Entre el 60-75% de nosotros somos agua. El agua es un nutriente fundamental ya que desempeña múltiples funciones en nuestro organismo. Es importante para lubricar nuestras articulaciones, mantiene nuestra temperatura basal, controla el apetito, ayuda con nuestro tránsito intestinal, es una de las vías principales para eliminar toxinas y es primordial para mantener nuestro cuerpo hidratado.

Durante el verano, debido a las altas temperaturas, tendemos a deshidratarnos más.
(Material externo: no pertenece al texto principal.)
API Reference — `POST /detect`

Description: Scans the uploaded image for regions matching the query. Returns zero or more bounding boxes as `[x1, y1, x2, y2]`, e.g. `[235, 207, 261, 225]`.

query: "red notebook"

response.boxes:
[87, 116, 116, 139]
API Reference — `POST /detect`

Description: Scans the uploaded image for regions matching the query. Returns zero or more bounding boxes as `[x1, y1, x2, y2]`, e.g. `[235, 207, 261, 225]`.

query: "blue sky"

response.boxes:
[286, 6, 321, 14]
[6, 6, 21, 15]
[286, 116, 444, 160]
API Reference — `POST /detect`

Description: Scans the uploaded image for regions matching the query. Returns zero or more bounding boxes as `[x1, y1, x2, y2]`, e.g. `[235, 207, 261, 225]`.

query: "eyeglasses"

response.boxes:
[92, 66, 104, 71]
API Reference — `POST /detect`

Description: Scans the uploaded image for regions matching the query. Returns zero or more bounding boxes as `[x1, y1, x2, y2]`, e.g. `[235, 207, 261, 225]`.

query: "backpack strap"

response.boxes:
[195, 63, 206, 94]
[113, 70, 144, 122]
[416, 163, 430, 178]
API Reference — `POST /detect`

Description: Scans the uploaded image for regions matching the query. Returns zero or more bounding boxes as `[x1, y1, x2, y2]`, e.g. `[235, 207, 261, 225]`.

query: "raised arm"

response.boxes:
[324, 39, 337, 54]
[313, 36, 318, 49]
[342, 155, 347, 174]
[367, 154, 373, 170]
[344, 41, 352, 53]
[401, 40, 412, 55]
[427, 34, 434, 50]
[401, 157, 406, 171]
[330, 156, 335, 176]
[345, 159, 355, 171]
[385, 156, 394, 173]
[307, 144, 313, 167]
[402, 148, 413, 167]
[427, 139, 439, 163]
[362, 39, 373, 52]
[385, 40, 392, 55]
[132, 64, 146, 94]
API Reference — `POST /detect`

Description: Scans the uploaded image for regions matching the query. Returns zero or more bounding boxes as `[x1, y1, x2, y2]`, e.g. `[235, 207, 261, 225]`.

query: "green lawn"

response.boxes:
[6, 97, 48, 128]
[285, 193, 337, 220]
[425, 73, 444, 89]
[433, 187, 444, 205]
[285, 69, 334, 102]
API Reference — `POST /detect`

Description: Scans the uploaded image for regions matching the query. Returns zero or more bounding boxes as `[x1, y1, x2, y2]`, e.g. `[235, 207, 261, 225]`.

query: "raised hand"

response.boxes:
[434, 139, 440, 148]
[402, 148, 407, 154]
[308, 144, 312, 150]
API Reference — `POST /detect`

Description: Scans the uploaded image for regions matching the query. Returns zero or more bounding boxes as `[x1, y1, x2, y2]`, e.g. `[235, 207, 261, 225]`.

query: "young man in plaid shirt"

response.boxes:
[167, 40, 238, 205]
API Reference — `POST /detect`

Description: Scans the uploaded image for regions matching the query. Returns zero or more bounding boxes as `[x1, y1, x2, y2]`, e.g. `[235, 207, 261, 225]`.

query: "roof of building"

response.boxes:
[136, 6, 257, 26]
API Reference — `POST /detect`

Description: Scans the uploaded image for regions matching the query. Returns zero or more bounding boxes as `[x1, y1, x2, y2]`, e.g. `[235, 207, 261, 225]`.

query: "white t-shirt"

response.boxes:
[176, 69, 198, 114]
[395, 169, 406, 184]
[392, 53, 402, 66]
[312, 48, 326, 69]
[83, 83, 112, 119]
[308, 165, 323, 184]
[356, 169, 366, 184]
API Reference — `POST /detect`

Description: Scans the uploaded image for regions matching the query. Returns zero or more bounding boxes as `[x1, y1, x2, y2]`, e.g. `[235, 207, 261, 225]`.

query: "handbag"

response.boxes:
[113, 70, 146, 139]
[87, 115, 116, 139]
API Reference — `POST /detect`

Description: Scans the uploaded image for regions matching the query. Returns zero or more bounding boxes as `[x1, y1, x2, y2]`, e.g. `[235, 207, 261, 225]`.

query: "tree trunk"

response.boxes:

Es por ello que debemos tomar medidas para prevenir la deshidratación, las insolaciones y los golpes de calor. ¿Quieres saber cómo evitarlo? A continuación te damos unos consejos para que el calor no te juegue una mala pasada.

1. Aumenta la ingesta de líquido. Lo aconsejable es entre 2-2,5 litros al día, es decir, entre 8 y 10 vasos de agua. No bebas toda el agua de golpe. La ingesta más lenta ayuda a activar el metabolismo y a eliminar toxinas. Y, por supuesto, no esperes a tener sed para beber.

2. Si no eres un fanático del agua las siguientes alternativas pueden ser una muy buena elección. Las bebidas isotónicas nos ayudan a hidratar y a reponer sales minerales. Otra opción son las infusiones o tés y los zumos naturales.

3. Ingiere alimentos frescos: frutas y verduras. Come 5 piezas de fruta al día como sandía, naranja o melón. ¡Aprovecha la fruta de temporada que en verano hay mucha variedad! En cuanto a la verdura; la acelga, la lechuga o el tomate son buenos aliados.

4. Evita la exposición solar durante tiempos prolongados y durante las horas de mayor radiación solar, desde las 12.00h hasta las 16.00h.

5. Y no te olvides del mayor órgano que poseemos en el cuerpo, la piel. Las piscinas, la playa y la exposición solar hacen que la piel esté mucho más deshidratada. Apórtale la hidratación necesaria y no la descuides.

¡Que este verano no te pille de imprevisto el calor!